Na última vaga de greves e manifestações, em cerca de 300 cidades francesas, mais de 400 polícias ficaram feridos em confrontos com os manifestantes, muitos dos quais assaltaram edifícios institucionais, partiram vidros de montras, bloquearam refinarias, incendiaram caixotes do lixo – e em Bordéus tentaram incendiar a Câmara municipal. A situação é tal que teve que ser adiada a visita oficial a França do rei Carlos III de Inglaterra.

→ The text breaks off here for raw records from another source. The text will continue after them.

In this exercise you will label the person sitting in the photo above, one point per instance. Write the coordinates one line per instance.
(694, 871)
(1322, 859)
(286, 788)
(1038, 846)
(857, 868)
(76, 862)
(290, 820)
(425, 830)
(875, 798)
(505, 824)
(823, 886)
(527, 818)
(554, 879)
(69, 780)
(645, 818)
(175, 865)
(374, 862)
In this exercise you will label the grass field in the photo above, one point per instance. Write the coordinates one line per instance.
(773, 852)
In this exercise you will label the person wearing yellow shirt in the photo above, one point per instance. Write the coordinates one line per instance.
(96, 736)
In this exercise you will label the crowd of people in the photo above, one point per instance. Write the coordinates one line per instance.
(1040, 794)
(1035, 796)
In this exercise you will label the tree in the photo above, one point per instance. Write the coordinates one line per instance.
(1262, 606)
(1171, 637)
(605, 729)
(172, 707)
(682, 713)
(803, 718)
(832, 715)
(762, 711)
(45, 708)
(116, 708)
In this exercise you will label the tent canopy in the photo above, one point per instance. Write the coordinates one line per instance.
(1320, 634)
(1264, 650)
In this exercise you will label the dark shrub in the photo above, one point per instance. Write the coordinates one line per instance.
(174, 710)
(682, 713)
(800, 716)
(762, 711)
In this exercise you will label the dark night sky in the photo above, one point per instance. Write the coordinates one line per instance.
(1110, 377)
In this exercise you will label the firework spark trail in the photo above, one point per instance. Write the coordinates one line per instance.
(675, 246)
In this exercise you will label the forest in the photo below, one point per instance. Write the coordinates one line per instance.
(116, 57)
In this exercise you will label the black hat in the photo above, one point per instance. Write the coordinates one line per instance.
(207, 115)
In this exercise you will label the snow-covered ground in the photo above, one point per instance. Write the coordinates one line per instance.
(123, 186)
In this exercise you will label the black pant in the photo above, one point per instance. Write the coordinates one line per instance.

Nas últimas décadas vários governantes franceses tiveram que desistir das reformas que propunham por causa da hostilidade da “rua”. Macron decidiu não desistir, insistindo em que o poder deve ser exercido pelos representantes eleitos pelo povo e não pela “rua”. É de louvar esta corajosa defesa da democracia representativa. Mas Macron não conseguiu convencer os seus compatriotas da justeza da medida que quer concretizar.
Ora a legitimidade das medidas que um governo toma deve ser acompanhada de alguma sintonia com a opinião pública. Não defendo a democracia direta, mas chamo a atenção para a opinião pública em democracia, que não é irrelevante. A reação violenta dos franceses á alteração da idade legal da reforma também foi acentuada pelo facto de a futura lei não ter passado pela Assembleia Nacional, onde Macron não tem maioria. O presidente francês nada fez de ilegal, mas não foi um político sagaz.
Creio não exagerar se disser que a hostilidade de grande parte dos franceses é, agora, tanto contra a subida da idade da reforma, como contra a personalidade de Macron, que lhes aparece como altiva e arrogante. Macron prometeu mais do que uma vez que mudaria de estilo, mas não mudou. O que é compreensível, mas tem um preço político pesado.